In this longitudinal study, all components of the CNV significantly decreased and the habituation of the iCNV increased during the observed 8 years. These results correspond with our previous cross-sectional study which demonstrated a pronounced reduction in the iCNV amplitude and an increase in iCNV habituation with age in healthy subjects in late adolescence and early adulthood [
17]. Indeed, healthy pre-school and primary school children are characterized by significantly larger iCNV amplitudes and more pronounced loss of the iCNV habituation than healthy adults [
13,
17]. These developmental CNV features of children were interpreted in terms of the influence of cerebral maturation on processes of cortical excitability and information processing in healthy individuals [
8,
13,
17,
22,
23]. Note that the longitudinal study demonstrated all CNV components undergoing changes and reduction over 8 years. It seems likely that the overall voltage of cortical negativity over the vertex decreases with time. Since all components are influenced by maturation, the results are difficult to interpret in terms of the functional significance of each particular component.

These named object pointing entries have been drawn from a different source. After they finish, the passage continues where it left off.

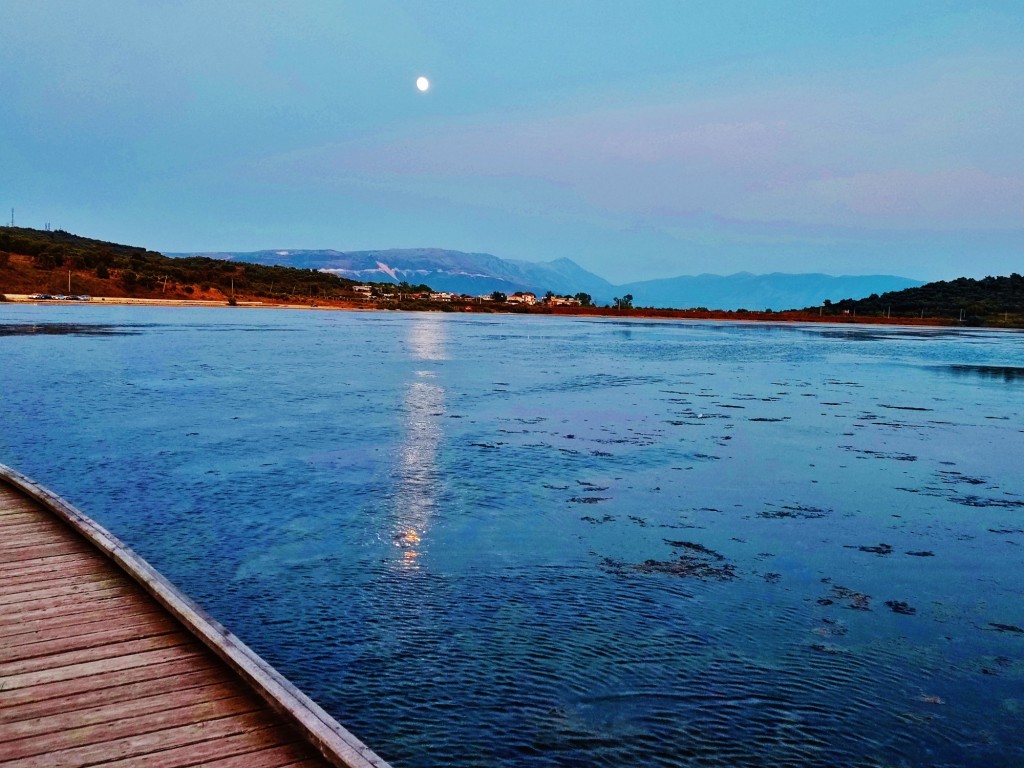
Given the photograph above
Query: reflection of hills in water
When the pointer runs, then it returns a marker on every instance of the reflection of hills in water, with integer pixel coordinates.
(66, 329)
(1005, 373)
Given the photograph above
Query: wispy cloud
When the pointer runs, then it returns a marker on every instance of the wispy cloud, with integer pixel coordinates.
(935, 146)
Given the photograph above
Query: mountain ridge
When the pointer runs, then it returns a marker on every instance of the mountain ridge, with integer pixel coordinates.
(475, 273)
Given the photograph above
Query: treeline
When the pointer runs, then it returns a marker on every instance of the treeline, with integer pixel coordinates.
(989, 301)
(139, 269)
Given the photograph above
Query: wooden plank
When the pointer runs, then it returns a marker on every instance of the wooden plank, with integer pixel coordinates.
(98, 667)
(285, 756)
(54, 639)
(88, 674)
(56, 662)
(68, 604)
(49, 561)
(37, 574)
(108, 635)
(131, 735)
(42, 550)
(181, 676)
(145, 749)
(58, 624)
(108, 681)
(44, 591)
(207, 753)
(35, 538)
(33, 523)
(117, 712)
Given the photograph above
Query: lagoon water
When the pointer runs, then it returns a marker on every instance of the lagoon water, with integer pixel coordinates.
(508, 541)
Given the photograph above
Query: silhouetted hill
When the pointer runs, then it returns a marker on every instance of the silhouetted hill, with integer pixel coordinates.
(455, 271)
(758, 292)
(477, 273)
(98, 267)
(990, 301)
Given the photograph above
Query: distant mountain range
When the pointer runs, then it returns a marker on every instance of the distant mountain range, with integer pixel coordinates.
(477, 273)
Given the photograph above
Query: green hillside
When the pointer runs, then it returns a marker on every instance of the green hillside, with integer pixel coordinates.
(114, 269)
(990, 301)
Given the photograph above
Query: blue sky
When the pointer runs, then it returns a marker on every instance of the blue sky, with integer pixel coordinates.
(640, 139)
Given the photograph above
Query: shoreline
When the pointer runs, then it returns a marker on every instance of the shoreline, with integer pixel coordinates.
(463, 307)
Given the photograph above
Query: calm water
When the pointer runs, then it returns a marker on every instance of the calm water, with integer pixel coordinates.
(504, 541)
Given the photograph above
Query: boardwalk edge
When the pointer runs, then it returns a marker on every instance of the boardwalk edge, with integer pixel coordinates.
(335, 742)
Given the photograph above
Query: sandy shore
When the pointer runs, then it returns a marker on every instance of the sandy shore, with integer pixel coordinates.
(27, 298)
(637, 313)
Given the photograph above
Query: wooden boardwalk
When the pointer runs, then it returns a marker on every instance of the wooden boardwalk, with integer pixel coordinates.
(95, 670)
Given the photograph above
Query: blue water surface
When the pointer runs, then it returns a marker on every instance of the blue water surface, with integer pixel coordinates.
(529, 541)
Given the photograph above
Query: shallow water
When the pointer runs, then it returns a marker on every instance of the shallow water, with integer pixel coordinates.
(512, 541)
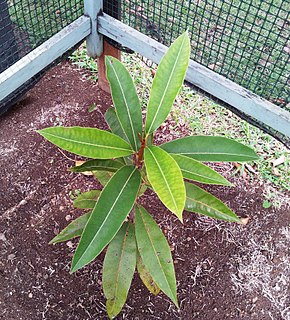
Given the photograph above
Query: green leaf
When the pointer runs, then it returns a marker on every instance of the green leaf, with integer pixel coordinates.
(155, 253)
(166, 179)
(87, 142)
(114, 204)
(197, 171)
(87, 200)
(146, 276)
(167, 82)
(206, 148)
(125, 99)
(74, 229)
(99, 164)
(202, 202)
(118, 269)
(102, 176)
(114, 123)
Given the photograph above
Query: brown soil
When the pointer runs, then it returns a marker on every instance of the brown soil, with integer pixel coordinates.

It may be misleading to say that the reduction of iCNV and the increase in its habituation with time may reflect the maturation of orienting reactions and early motor preparation as part of response anticipation [
5,
6,
13,
36], reduction of the lCNV may be attributed to the maturation of advanced motor preparation and sensory attention [
7,
8], and the reduction of PINV may represent the maturation of movement and contingency evaluation [
37,
38]. It is more likely that developmental changes influenced unspecific mechanisms which underly all components, such as mechanisms which regulate cortical excitability [
4]. Taking into account the recent work of Bender et al. [
23], it may be suggested that the reduction of the CNV voltage over Cz with increasing age may be due to developmental changes in modulatory circuits of the brainstem, i.e. due to reduced influences of the unspecific ascending reticular formation on the excitability in the cortico-striato-thalamo-cortical loop [
3,
39]. Alternatively, our results may be explained by increasing influence of prefrontal cortex on thalamo-cortical circuitry, since the control function of the prefrontal cortex matures into late adolescence/early adulthood [
40]. Finally, the described neurophysiological changes may be related to an unspecific decrease of overall cortical excitability with age. Different studies have shown that the amplitudes of negative evoked potentials decrease and positive potentials increase with increasing age [
41,
42]. Event-related potential negativity is interpreted as a representation of cortical excitability, facilitating the processing of sensory input, while positivity is a manifestation of neuronal inhibition [
3,
4]. Therefore, sensory maturation results in the predominance of inhibitory over facilitatory processing seen in reduction of all negative components of evoked potentials, including the CNV. Our data cannot pinpoint which particular mechanism underlies CNV changes with increasing age. One possible way to answer this question is the analysis of age-related changes in CNV topography [
8,
23,
43]. However, the data from 1998 were obtained only from Cz, so investigation of topography is not possible in this study.